Mutual fund managers seeking to compete with private equity and interval funds to attract investments, is what is often referred to as “volatility laundering.”
What is volatility laundering?
Volatility laundering is a somewhat disparaging label for funds that invest in private assets. The criticism revolves around the notion that these funds don’t inherently reduce risk but rather hide it from investors. This concealment happens in various ways, such as:
- Less frequent valuation of private holdings
- Locking up investor capital
- Limiting performance visibility between valuation cycles.
While these measures may seem restrictive, they can serve as a useful discipline for investors.
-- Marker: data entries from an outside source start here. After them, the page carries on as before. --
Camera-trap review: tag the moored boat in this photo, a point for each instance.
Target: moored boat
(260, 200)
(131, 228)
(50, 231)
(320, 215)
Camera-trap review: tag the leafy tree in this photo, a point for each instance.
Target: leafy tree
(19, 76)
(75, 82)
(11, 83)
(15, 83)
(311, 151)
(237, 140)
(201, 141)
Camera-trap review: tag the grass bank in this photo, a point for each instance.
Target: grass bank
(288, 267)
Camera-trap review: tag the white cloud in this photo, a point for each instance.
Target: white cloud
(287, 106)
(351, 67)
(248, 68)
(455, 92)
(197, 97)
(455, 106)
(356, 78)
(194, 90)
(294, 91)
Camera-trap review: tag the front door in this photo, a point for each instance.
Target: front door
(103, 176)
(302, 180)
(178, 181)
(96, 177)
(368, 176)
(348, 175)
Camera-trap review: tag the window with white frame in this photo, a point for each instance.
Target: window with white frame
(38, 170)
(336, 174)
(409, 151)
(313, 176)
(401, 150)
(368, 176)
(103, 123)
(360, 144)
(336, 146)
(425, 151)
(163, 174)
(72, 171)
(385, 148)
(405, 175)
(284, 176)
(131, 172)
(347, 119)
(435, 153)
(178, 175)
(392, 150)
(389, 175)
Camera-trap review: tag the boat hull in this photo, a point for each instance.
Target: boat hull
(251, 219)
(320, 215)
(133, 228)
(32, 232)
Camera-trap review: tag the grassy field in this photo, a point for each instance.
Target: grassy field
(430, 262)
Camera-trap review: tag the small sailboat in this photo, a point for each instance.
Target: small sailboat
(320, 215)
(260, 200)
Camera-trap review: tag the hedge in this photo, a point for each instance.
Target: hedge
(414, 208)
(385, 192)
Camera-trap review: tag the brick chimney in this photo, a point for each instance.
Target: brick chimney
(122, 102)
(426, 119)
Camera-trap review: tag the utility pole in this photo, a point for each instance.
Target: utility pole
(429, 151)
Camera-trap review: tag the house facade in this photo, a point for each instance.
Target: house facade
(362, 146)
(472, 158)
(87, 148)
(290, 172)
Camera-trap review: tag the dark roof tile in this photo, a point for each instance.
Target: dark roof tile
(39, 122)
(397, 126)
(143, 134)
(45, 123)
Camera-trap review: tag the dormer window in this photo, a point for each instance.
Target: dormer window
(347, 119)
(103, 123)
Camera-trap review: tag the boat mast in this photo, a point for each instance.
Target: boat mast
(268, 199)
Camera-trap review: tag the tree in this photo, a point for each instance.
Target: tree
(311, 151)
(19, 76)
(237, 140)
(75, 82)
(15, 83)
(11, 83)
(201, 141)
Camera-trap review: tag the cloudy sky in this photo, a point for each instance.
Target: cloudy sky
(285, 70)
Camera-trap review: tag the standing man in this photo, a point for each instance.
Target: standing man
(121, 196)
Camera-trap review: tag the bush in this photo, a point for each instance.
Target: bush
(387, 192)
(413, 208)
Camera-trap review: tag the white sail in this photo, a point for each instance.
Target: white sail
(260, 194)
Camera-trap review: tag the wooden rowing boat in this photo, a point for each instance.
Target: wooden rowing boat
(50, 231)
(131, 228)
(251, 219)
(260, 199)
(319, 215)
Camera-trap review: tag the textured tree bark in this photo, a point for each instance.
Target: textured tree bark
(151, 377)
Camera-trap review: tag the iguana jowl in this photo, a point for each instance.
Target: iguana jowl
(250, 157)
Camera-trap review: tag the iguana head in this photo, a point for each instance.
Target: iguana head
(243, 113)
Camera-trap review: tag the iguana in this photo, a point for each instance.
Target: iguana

Long-term investment success often requires resisting the urge to react to daily market fluctuations, also referred to as “short-term noise.” However, concerns about volatility laundering have three main arguments against them:
- Risk Underestimation: Critics argue that “return smoothing” understates the true level of risk faced by investors, primarily because private markets exhibit lower observable volatility.
- Shielding Losses: There’s a fear that private funds can use return smoothing and optimistic valuations to shield investors from realizing the full extent of their losses until it’s too late, especially if they need to liquidate quickly.
- Portfolio Disruption: Investors flocking to private investments for their return-smoothing qualities may unintentionally overcommit capital, leading to difficulties in maintaining their desired asset allocation.
In response, proponents of return smoothing argue that investors need discipline and emotional regulation, which these measures provide. It’s a trade-off where daily volatility is exchanged for other concerns, aiming to help investors stay the course in their long-term investment strategies.
In conclusion, return smoothing, or “volatility laundering,” is a strategy that aims to manage investor behavior and may have merits in certain contexts, even though it has its critics.